Tuesday, January 17, 2023

The Ice Queen by Alice Hoffman

 

If you take one thing away from THE ICE QUEEN, I really want it to be that the heroine and one of her love interests have both been struck by lighting, and one of them has turned cold inside, and the other is hot (so hot his touch literally burns), and when they have sex, they have to do it in a cold bath tub. And EVEN THEN, his dick is so hot that the first time, she goes to his freezer and sticks ice UP THERE. For relief. Honestly, at least 50% of the entertainment value of this book (at least for me) was trying to figure out the rules of this weird, freaky-deaky magic-realism sex the author thought up.

Apart from that, this is a strange, surreal story that kind of reads like an adult fairytale. The heroine (who I don't think has a name) believes she has the ability to speak wishes and make them truths because when she told her mother she didn't want her to come back, her mother died. And when she said she wanted to be struck by lightning, she got struck by lightening. After those two very traumatic events, she mostly stopped talking much, but the effects of the lightening live on her blood, turning her cold, taking away her ability to see red, and leaving her with strange sensations in her head and heart.

When she ends up in a lightening strike victim study, she hears about this dude who became a total hermit after the lightning strike. This is Mr. Fire Cock, as I like to call him. He and the heroine have instant lust, although because this is ~literary fiction~ and not romance, they wait until the second meeting before having wild and screwy elemental sex, the likes of which causes water in the bathtub to literally boil and requires sticking your hands in the freezer before foreplay. Honestly, if the book was mostly about this, I would have enjoyed it SO much more. But there's a reason that this is a love story and a romance, although when people say it's unhappy, it's probably not for the reasons you think.

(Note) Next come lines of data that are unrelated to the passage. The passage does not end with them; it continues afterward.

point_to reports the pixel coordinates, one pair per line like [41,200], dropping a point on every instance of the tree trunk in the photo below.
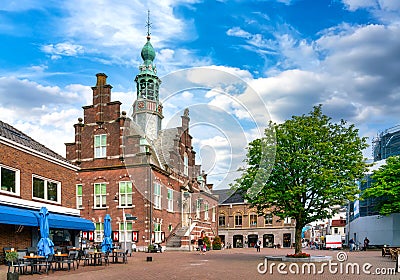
[297,238]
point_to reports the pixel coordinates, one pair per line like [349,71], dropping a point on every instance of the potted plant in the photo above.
[207,241]
[12,257]
[217,244]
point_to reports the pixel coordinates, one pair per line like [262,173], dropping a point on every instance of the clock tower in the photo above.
[147,109]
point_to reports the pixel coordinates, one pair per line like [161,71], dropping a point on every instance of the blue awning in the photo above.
[70,222]
[16,216]
[25,217]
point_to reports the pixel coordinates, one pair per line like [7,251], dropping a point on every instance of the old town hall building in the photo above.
[146,178]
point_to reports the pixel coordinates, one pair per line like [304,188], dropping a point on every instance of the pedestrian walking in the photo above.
[258,245]
[366,243]
[351,244]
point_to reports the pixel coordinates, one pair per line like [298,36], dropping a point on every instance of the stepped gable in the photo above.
[11,133]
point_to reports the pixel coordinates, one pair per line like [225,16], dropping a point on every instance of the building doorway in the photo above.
[252,240]
[238,241]
[287,240]
[268,241]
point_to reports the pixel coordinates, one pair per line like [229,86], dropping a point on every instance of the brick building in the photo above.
[146,178]
[240,226]
[33,176]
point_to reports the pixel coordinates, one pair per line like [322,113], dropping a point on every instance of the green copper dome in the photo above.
[148,52]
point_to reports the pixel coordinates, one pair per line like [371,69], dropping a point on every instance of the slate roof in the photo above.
[228,196]
[11,133]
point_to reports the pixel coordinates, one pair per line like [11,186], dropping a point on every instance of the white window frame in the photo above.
[157,233]
[102,197]
[100,150]
[129,230]
[206,211]
[46,181]
[219,220]
[99,232]
[185,164]
[157,195]
[198,208]
[241,220]
[17,180]
[250,219]
[170,198]
[269,219]
[125,197]
[79,197]
[213,214]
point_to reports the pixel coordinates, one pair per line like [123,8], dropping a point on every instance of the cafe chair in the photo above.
[47,264]
[106,258]
[125,257]
[69,260]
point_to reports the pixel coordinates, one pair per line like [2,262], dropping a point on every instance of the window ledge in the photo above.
[125,207]
[99,208]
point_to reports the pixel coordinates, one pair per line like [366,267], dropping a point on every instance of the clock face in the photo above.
[141,105]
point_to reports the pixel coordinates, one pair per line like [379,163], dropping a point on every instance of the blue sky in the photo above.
[295,54]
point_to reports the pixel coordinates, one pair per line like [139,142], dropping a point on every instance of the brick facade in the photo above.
[130,157]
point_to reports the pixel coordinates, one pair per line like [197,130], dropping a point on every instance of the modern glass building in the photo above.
[386,144]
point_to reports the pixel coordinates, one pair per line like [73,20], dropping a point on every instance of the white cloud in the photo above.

The last act kind of goes off the rails. This went from being a poignant, morbidly dreamy book to a depressing mess. Someone (not the love interest) dies. We learn about someone's incredibly traumatic (physical trauma from an accident, not abusive) backstory. and someone chops off their hands with a hatchet(!!!!!). Also, there's several animal deaths, small animals killed by a cat (although one of them could have been saved but the heroine didn't know that and also DO WE REALLY NEED so many gratuitous descriptions of withered animal corpses, she asked). I think I would have liked this more as a teenager when I was all about that edgy depressed emo kid life. In fact, this even came out when that subculture was nearing its peak in 2005, so maybe the author was living her edgy, depressed emo kid life, too. That said, I still actually enjoyed this book more than I did PRACTICAL MAGIC.